Heavy investments have been made in new wearables, apps, and analytics platforms, and even more in electronic health record (EHR) adoption. Despite these investments, digital health products may remain mostly novelties unless further changes are made to the healthcare system infrastructure, culture, and care delivery processes. Technology cannot fully deliver on the promise of better—and more efficient—patient care without all of us closely examining how we do business.

Therefore, we have put together a "wish list" for what would enable digital health to begin to reach scale in 2016:

  1. Accept that the EHR is not enough. The healthcare system is large and equally complicated: No single vendor can develop a software solution that is a panacea. The deep financial investment in EHR implementation makes it hard for institutions to consider funding additional software. But in several key areas—such as mobile health and telemedicine—institutions could benefit by making room for more innovation beyond EHR offerings.

  2. Streamline healthcare data access. Imagine the possibilities if EHR platforms were more open systems with app stores enabling an ecosystem of innovators to build compelling applications. To get there, we need truly open application program interfaces (APIs) from EHR vendors (learn more about APIs robust protections for privacy, and ways to prevent inaccurate data from being written to people's health records. SMART on FHIR and the Argonaut Project are a great start.

  3. Raise the bar on design. For both patients and providers, the EHR user experience falls short of its potential. Physician satisfaction with the EHR declined from 61% to 34% between 2011 and 2014.[2] For consumers, the current patient portal offerings are not meeting expectations.[3] We need to fine-tune or replace current solutions with others that are intuitive and fun to use. In order to be adopted more widely, digital health interventions will need to look and feel like all the other technology products and services we use every day.

  4. Empower enterprise innovation centers. Innovation centers are popping up at hospitals across the country to support digital health integration into healthcare.[4] They do this by accelerating internal development into the market, securing industry funding for research, and advising the enterprise on digital health solutions for their technology stack.

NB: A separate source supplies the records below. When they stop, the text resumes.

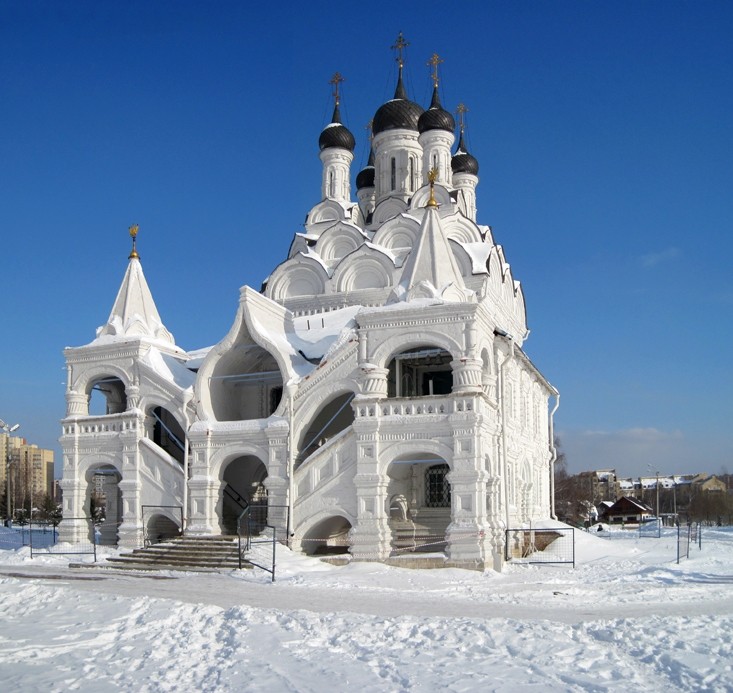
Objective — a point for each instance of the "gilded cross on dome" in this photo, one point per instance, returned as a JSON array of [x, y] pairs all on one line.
[[336, 80], [399, 46], [133, 234], [435, 60]]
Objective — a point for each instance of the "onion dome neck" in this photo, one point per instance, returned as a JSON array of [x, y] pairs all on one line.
[[436, 117], [398, 114], [462, 161], [335, 134]]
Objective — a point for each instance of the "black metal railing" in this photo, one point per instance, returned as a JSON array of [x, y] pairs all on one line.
[[540, 545]]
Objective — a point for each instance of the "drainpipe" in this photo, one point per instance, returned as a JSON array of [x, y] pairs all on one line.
[[291, 462], [553, 457], [502, 409], [187, 396]]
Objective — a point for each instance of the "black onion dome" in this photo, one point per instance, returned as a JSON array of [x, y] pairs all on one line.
[[398, 114], [462, 161], [336, 135], [436, 117], [365, 177]]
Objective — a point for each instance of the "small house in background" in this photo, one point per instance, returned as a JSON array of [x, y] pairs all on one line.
[[627, 510]]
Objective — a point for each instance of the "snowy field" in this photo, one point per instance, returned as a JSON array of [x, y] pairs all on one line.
[[627, 616]]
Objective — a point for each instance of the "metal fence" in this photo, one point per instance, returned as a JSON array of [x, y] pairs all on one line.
[[650, 529], [687, 535], [530, 545], [93, 535], [257, 538]]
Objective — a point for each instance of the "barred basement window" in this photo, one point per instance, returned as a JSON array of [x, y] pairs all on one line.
[[437, 488]]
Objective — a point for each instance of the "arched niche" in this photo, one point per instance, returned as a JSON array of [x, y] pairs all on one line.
[[419, 502], [243, 491], [366, 268], [334, 416], [165, 431], [103, 503], [299, 276], [328, 536], [107, 395], [397, 234], [246, 383]]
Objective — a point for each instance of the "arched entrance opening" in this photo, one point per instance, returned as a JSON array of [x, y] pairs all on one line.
[[160, 528], [107, 396], [335, 416], [420, 372], [103, 503], [165, 431], [419, 498], [243, 489], [328, 537]]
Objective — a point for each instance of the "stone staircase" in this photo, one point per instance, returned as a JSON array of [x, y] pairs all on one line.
[[424, 534], [201, 554]]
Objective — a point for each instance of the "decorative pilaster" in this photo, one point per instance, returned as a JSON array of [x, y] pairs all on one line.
[[373, 382], [77, 403], [467, 375]]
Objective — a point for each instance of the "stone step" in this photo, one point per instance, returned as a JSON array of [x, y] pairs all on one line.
[[232, 562]]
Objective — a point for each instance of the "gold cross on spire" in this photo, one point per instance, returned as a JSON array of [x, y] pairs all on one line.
[[461, 110], [336, 80], [435, 60], [399, 46], [133, 234]]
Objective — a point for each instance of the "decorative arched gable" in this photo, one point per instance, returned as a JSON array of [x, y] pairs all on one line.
[[337, 241], [398, 233], [365, 268], [386, 209], [302, 275]]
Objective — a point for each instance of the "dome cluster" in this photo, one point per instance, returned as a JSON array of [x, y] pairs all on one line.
[[399, 113]]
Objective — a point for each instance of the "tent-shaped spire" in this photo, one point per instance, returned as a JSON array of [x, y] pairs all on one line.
[[134, 313], [431, 270]]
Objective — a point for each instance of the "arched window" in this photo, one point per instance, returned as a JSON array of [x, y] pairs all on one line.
[[437, 488]]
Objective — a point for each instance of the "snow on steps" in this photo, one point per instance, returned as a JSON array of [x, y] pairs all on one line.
[[201, 554]]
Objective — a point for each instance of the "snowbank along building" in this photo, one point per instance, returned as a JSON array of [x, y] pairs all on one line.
[[374, 393]]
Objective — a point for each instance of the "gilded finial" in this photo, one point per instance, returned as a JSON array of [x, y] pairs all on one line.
[[399, 46], [435, 60], [133, 234], [432, 177], [336, 80]]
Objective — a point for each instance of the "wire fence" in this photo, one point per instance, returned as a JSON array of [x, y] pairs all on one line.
[[530, 545]]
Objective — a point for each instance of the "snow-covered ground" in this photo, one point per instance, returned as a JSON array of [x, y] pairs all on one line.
[[627, 616]]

However, they often do not have purchasing authority or clinical operations oversight, leaving the technologies they have uncovered stuck in perpetual pilot. To get to scale, we need to redefine and strengthen the innovation center's role.

  5. Rethink pilots. Often perceived as "nice to have," digital health innovations can be susceptible to "death by pilot," according to Halle Tecco of Rock Health.[5] On the enterprise side, this can occur when pilots are initiated by groups that do not have operational decision-making power to scale them afterward.[4] Pilots should be considered initial implementations, with clearly defined parameters to scale and with proper support from executive leadership.

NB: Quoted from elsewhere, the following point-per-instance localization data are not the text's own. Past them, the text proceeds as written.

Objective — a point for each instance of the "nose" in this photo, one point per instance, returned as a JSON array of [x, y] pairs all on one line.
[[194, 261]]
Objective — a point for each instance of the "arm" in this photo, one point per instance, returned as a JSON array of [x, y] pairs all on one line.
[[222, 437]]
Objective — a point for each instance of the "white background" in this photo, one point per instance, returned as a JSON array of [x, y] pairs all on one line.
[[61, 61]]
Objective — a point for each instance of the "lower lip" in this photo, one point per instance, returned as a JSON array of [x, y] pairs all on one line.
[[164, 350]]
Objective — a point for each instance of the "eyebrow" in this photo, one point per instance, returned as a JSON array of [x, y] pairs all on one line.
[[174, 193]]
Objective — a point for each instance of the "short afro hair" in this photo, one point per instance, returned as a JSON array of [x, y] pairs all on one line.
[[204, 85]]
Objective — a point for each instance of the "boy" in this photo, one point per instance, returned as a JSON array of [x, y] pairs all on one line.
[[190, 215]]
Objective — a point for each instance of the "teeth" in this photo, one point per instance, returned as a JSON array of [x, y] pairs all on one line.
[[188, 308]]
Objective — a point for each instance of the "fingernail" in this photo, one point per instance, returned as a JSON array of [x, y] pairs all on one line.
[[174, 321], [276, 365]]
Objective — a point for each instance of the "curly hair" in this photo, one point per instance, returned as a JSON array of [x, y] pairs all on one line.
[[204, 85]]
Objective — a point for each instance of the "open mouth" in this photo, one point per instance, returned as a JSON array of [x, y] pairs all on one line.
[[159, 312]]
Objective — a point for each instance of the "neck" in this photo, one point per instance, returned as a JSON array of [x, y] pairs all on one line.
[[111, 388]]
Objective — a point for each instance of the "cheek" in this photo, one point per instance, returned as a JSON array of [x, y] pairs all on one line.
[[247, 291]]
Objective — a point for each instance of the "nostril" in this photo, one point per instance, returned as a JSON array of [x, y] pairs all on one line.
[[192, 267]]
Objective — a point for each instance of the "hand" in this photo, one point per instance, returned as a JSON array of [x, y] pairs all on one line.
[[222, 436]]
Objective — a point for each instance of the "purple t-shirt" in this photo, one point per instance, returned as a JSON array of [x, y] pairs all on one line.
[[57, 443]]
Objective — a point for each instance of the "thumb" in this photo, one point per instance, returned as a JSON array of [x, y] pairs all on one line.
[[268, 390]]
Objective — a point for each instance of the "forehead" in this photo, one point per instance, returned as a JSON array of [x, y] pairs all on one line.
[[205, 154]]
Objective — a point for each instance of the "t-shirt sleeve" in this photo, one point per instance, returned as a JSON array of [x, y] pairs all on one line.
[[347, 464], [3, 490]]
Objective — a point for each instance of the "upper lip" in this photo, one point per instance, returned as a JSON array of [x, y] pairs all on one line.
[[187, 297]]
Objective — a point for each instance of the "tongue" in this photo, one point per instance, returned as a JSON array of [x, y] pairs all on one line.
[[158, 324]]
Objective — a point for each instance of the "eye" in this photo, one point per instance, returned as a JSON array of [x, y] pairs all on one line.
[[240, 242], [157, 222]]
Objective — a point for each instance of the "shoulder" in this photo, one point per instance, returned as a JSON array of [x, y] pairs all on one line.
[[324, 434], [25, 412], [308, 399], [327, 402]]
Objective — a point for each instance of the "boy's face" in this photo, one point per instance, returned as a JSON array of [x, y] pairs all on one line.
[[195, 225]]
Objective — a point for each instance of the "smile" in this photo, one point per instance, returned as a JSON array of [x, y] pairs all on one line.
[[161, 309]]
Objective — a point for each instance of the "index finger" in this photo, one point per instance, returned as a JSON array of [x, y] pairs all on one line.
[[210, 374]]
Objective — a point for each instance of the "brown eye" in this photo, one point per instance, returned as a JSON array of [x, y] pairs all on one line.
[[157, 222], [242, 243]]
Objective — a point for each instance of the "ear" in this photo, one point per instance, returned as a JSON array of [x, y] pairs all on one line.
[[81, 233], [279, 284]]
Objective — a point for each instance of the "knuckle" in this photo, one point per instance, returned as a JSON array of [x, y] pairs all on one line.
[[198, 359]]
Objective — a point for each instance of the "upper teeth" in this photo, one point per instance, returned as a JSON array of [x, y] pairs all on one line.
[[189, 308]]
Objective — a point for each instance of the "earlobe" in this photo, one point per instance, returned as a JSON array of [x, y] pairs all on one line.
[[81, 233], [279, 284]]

  6. Pay for validation. Digital health products and strategies need peer-reviewed evidence that they work. Recent controversy over the lack of validated data to support marketing claims has exposed a huge gap for the field.[6] New groups like Evidation Health are offering these services to startups, but it is not clear who should pay: the National Institutes of Health, the enterprise, or the startup?[7] For the time being, venture capital firms and digital health companies should incorporate research validation into the cost of doing business.

  7. Take implementation as seriously as the technology itself. John Kim, former CEO of DocBase, recently wrote that what's "killing" startups is not the technology but the failure to integrate into clinical workflows.[8] Beyond the buzzworthiness of a technology, much less attention is paid to consider how the end user will navigate multiple systems during a busy day and whether the technology adds value in terms of efficiency or outcomes. If busy clinicians and patients don't find a system useful, they won't use it.

  8. Adopt a unique patient identifier. This has long been a political battle in the United States, leaving us with no current method for easy identification of one person's records across institutions. Having a single way to connect patient records would dramatically reduce barriers to health information exchange. While this may seem like more of a holiday "fantasy" than a goal, it should not be, as almost every other modernized country has it!

Getting serious about digital health adoption will require addressing these key areas before we can move forward as an industry. We hope that in the year ahead, we'll see continued advances in mobile health solutions that are easy to use and integrated into care, wearables that are validated and produce actionable data, and health information that can be seamlessly exchanged across platforms.